Greenlab awarded co-funding grant to help grow New Zealand’s medicinal cannabis industry
New Zealand biotech Greenlab has secured funding from the country’s federal government for a program which will accelerate the development of a domestic medicinal cannabis industry.
The Sustainable Food and Fibre Futures grant was awarded by New Zealand’s Ministry for Primary Industries and will be used for a medicinal cannabis research program at Lincoln University, on the country’s South Island.
It will see the government co-fund up to 40% (or $760,000) of the program’s costs over the next three years.
The Sustainable Food and Fibre Futures initiative promotes problem solving and innovation in New Zealand’s food and fibre sectors.
The government has to date co-funded more than $142 million for 163 domestic projects worth almost $313 million in total.
Greenlab’s project aims to develop synchronised agronomic and biochemical parameters to establish an evidence-based medicinal cannabis industry in New Zealand.
The concept has been legal since 2020 and there is a lack of available scientific information, as well as an industry code of practice, to help guide the domestic cultivation of therapeutically-active compounds.
Licenced commercial growers are being challenged to churn out product of a known medical potency, but with inadequate guidelines which could result in unsellable products due to unmet chemistry and quality standards.
Greenlab director for research and commercialisation Dr Parmjit Randhawa said the project funding would have a positive benefit on New Zealand’s efforts.
“It will help us ensure that the country’s licenced growers have access to essential knowledge and insights,” he said.
“The outputs will also kickstart a commercial cannabis breeding program in New Zealand that will improve medical plant varieties.”
He said Greenlab had created “rigorous research infrastructure” to test unknown New Zealand genetics for cannabinoids and terpene profiles, with the results expected to form the basis for future plant-based medicines.
New Zealand’s agriculture minister Damien O’Connor said the Greenlab project would help build a quality industry.
“The research team aims to generate standard cultivation protocols for a range of New Zealand genetics with the optimised pharmaceutical compounds required by doctors and needed by patients to improve their quality of life,” he said.
“The funding will ensure growers have access to essential industry knowledge and insights much further and faster than would have otherwise been possible.”
High-quality and effective
Mr O’Connor said the investment would allow for rigorous trials and lab testing to ensure a range of consistently high-quality and effective pharmaceutical products.
“The aim is to establish sustainable and efficient New Zealand-based medical cultivation practices and share the findings with other licensed domestic growers,” he said.
“A successful medicinal cannabis industry will generate significant export revenue, provide jobs and produce locally-grown pharmaceutical options for patients.”
New Zealand currently has 37 medicinal cannabis cultivation licences issued by the Ministry of Health.
Less than 50 hectares nationwide is being used to grow medicinal cannabis and the domestic market is supplied almost completely by imports.
White label sales
Greenlab’s Australia-based director Rupinder Brar said that the current white label sale of two Greenlab products in Australian market is progressing well and company is on the path to generate close to $1 million revenue in the current fiscal year.
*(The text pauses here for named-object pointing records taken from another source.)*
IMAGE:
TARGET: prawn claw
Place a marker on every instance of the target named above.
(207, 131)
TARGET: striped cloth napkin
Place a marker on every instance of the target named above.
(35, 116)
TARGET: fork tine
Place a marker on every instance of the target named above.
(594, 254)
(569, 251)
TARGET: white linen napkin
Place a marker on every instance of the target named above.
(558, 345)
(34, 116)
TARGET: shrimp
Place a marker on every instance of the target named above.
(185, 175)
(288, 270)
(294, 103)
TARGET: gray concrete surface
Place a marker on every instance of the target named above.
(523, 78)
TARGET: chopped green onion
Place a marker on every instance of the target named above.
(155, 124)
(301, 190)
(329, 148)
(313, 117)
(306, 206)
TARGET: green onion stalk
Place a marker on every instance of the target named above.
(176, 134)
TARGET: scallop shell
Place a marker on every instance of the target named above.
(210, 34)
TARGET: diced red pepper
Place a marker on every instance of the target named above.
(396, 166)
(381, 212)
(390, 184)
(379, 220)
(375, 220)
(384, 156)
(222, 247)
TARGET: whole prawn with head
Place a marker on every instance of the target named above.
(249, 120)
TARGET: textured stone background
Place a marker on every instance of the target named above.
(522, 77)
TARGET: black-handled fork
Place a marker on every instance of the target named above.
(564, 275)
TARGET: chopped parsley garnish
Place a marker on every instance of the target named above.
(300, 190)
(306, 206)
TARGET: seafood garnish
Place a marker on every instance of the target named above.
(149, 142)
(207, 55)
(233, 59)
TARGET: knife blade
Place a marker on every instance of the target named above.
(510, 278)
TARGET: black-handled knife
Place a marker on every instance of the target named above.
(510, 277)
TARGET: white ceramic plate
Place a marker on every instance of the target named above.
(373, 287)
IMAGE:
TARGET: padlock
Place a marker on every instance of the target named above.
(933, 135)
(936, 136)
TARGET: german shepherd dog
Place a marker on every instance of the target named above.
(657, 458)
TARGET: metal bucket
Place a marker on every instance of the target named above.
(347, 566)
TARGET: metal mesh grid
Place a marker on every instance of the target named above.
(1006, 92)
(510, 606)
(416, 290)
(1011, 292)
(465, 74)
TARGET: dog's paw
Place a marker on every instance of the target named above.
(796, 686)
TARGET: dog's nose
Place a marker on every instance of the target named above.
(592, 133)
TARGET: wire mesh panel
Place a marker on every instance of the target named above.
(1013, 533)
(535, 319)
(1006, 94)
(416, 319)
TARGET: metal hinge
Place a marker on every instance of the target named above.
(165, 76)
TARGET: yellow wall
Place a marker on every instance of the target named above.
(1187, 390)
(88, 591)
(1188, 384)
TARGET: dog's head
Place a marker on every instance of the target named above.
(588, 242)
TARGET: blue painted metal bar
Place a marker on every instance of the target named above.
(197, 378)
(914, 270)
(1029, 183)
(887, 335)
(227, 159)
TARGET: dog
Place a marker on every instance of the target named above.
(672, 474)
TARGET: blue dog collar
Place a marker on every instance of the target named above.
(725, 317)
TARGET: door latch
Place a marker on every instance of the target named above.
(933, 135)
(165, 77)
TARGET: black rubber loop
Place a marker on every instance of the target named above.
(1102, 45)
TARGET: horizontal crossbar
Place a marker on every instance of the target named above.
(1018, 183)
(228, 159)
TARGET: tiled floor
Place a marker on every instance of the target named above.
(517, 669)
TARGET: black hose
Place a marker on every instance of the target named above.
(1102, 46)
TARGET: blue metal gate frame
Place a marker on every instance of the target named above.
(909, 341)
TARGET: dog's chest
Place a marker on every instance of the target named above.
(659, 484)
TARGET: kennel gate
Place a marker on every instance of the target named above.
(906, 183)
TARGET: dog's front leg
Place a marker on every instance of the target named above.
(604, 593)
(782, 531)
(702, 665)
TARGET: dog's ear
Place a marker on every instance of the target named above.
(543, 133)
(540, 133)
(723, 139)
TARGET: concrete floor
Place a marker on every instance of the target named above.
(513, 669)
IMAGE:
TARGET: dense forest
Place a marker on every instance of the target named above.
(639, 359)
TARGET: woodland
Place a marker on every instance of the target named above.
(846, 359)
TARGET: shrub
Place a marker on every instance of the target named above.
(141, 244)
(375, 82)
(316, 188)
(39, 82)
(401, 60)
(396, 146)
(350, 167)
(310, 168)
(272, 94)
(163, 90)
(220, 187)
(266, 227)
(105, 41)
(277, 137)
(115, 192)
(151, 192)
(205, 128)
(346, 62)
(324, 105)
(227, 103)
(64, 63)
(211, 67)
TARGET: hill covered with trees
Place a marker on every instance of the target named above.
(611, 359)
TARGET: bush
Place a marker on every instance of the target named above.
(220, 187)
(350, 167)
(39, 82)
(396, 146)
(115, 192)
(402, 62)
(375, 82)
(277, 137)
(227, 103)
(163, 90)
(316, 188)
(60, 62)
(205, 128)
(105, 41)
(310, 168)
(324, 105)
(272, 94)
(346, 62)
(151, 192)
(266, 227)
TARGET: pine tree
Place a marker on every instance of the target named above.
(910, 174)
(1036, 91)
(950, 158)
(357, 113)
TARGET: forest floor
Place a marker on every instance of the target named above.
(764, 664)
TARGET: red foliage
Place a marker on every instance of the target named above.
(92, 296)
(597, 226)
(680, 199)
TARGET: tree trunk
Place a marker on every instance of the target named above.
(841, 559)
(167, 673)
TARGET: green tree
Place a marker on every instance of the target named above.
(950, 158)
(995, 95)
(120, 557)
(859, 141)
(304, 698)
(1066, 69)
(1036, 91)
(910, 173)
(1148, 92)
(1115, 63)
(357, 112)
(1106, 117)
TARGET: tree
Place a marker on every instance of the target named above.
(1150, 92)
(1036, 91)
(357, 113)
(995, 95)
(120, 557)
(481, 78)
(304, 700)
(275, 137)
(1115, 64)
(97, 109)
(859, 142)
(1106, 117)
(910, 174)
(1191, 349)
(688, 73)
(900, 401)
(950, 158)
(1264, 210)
Mr Brar has been influential in developing an offshore relationship with investors, manufacturers, and prescribers.
He said the company is working on introducing two more white label products to the market and registering one of these in New Zealand.
In addition to providing a revenue stream, white label products generate vital information on medicines required by doctors and patients and allows Greenlab to focus on producing novel compounds with optimised therapeutic potential.
Legalising medicinal cannabis
In 2018, the New Zealand Government made it legal for patients in a palliative care setting to possess and use cannabis.
A year later, it introduced a law to facilitate the manufacture of medicinal cannabis products to a minimum quality standard for local and international markets.
By 2020, medicinal cannabis usage in New Zealand had grown by 84%, and the country’s pharmacies were dispensing up to 1,800 prescriptions per month.
The emerging industry has the potential to generate an export market worth more than $2 billion provided exporters can establish a viable value proposition.
However, there is currently a lack of publicly-available information for growers in the country to produce commercial quality medicinal cannabis flower for export.
New Zealand’s quality assurance standards are among the most stringent in the world.